Figure 4. Dynamic changes in tumor PD-L1 expression and its engagement by AtzMab detected using [⁶⁴Cu]WL12.

(A) Flow cytometry histogram showing increased PD-L1 cell surface expression in A549-iPDL1 cells treated with doxycycline for 6 hours and 72 hours. (B) WL12 inhibits (5 nM) binding of Cy5-conjugated AtzMab, AveMab, and DurMab (2 nM) to A549-iPDL1 cells treated with doxycycline for 72 hours. (C) [⁶⁴Cu]WL12 binding to A549-iPDL1 cells (72-hour doxycycline) is significantly reduced in the presence of 60 nM AtzMab, compared with controls. (D and E) [⁶⁴Cu]WL12 uptake in A549-iPDL1 xenografts is significantly lower in mice receiving intravenous AtzMab 24 hours prior to radiotracer injection, compared with saline controls and similar to parent A549 xenografts.

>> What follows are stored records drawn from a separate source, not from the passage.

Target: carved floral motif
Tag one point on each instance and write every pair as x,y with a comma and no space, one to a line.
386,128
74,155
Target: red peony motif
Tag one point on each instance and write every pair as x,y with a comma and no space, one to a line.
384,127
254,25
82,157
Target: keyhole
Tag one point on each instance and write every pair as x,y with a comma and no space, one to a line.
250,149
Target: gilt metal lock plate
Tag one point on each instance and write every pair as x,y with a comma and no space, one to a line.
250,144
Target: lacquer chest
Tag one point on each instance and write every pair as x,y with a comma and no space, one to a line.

Volume-rendered whole-body PET-CT images (D), and ex vivo quantification (E) at 2 hours after [⁶⁴Cu]WL12 injection (n = 10/group). (F) IHC staining for PD-L1 of the corresponding tumors. Scale bars: 100 μm. Box-and-whisker graphs showing minimum to maximum and all data points, with the horizontal line representing the median. ****P < 0.0001; NS, not significant, by 1-way ANOVA and Sidak’s multiple comparisons test in C and E.